A collaboration of efforts from five organizations focuses on using novel technology in the field to aid coral restoration practices across the globe. The efforts have resulted in two grant-funded projects of more than $2 million.
The researchers coordinating efforts on these projects include Dr. Kenneth Hoadley with The University of Alabama and Dauphin Island Sea Lab, Dr. Mark Warner with the University of Delaware, Dr. Erinn Muller with Mote Marine Laboratory, Drs. Bastian Bentlage and Laurie Raymundo with the University of Guam, and Victor Bonito with Reef Explorer Fiji — a community-based conservation NGO in Viti Levu, Fiji.

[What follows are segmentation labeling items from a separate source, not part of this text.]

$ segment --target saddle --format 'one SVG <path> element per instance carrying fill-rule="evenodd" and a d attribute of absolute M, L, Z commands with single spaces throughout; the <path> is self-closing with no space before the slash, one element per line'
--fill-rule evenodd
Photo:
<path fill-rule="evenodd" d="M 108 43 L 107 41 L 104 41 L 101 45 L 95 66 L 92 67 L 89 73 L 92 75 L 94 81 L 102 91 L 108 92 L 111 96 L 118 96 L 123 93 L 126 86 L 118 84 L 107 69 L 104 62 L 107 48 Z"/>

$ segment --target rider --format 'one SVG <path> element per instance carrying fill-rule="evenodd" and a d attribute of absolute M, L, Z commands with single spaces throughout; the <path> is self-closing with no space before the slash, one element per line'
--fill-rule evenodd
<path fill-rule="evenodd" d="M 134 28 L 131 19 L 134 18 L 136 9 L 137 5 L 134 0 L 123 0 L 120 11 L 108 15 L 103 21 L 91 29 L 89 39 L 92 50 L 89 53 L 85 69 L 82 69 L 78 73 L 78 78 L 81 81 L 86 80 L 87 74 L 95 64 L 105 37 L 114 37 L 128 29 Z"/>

New tools that provide low-cost and scalable solutions for predicting desirable traits, such as thermal tolerance, in novel coral colonies are needed.
Dr. Kenneth Hoadley
Understanding and addressing the key drivers of climate change continues to be the only long-term solution for reversing the massive declines in coral reef ecosystems worldwide. One method to increase the coral population is transplanting corals with high thermal tolerance in areas hit hard by bleaching. However, determining what specific coral colonies or even which species are thermally tolerant is labor-intensive and time-consuming. Environmental factors also constrain restoration efforts and differ across locations.
“Many active restoration sites are located in developing countries where significant resources for conservation activity are not available,” said Hoadley, an assistant professor in UA’s department of biological sciences and project lead. “New tools that provide low-cost and scalable solutions for predicting desirable traits, such as thermal tolerance, in novel coral colonies are needed.”
The two projects funded by the 2022 Coral Research and Development Accelerator Platform, or CORDAP, and NOAA’s Ruth Gates Coral Restoration and Innovation Grant will allow researchers to test a tool created to determine the thermal tolerance of a species of coral in the field as opposed to in the laboratory. The goal of the tool is to determine coral thermal tolerance rapidly and non-destructively and then incorporate non-destructive bleaching prediction into ongoing restoration efforts.
CORDAP awarded the team $1.5 million over three years to test the novel bio-optical tool on managed reef systems around Fiji and Guam. NOAA’s three-year, $615,000 grant allows them to assess novel coral colonies within a nursery system across the Florida Keys.
“Together, the two projects provide an ideal platform for robust assessment of our predictive tool and its downstream efficacy within different environmental conditions, socioeconomic constraints, conservation and restoration methodologies,” said Hoadley.
For the projects, the researchers will run a series of thermal bleaching experiments and capture data on the performance of individual coral colonies. They will also collect data using the submersible algal phenotyping, or SAP, fluorometer, created by Hoadley and Grant Lockridge at the Sea Lab. This data will be used to construct a predictive model using machine learning algorithms.
“Novel colonies can then be selected quickly and non-destructively using just our SAP fluorometer and the resulting predictive model to find more colonies that have a high thermal tolerance,” Hoadley said. “Model development, testing and long-term monitoring of selected colonies are all incorporated into our project plan and will help us determine the efficacy and constraints of the technique.”